13 Die Eheleute Kerckhaert-Morres waren der Ansicht, dass die Weigerung, ihnen den betreffenden Steuervorteil zu gewähren, zur Folge habe, dass die Dividenden französischen Ursprungs einer höheren steuerlichen Belastung unterworfen würden als Dividenden in Belgien ansässiger Gesellschaften, und erhoben bei der Rechtbank van eerste aanleg te Gent Klage auf Aufhebung der Entscheidung der belgischen Steuerbehörden, mit der ihr Antrag abgelehnt worden war, wobei sie insoweit u. a. einen Verstoß gegen Artikel 73b Absatz 1 EG-Vertrag geltend machten.

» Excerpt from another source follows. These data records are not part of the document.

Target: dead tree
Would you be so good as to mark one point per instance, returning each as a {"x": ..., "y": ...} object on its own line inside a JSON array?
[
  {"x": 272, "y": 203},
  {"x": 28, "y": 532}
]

14 Da die Rechtbank van eerste aanleg te Gent der Auffassung ist, dass der bei ihr anhängige Rechtsstreit die Auslegung des Gemeinschaftsrechts erfordert, hat sie das Verfahren ausgesetzt und dem Gerichtshof folgende Frage zur Vorabentscheidung vorgelegt:
Ist Artikel 56 Absatz 1 EG (zur Zeit der streitigen Ereignisse: Artikel 73b Absatz 1 EG-Vertrag) so auszulegen, dass eine Beschränkung verboten ist, die sich aus einer Vorschrift des Einkommensteuerrechts eines Mitgliedstaats (im vorliegenden Fall Belgiens) ergibt, wonach Dividenden in diesem Mitgliedstaat ansässiger Gesellschaften und Dividenden in einem anderen Mitgliedstaat ansässiger Gesellschaften dem gleichen einheitlichen Steuersatz unterworfen werden, ohne dass im letzteren Fall die Anrechnung der in jenem anderen Mitgliedstaat erhobenen Quellensteuer vorgesehen wird?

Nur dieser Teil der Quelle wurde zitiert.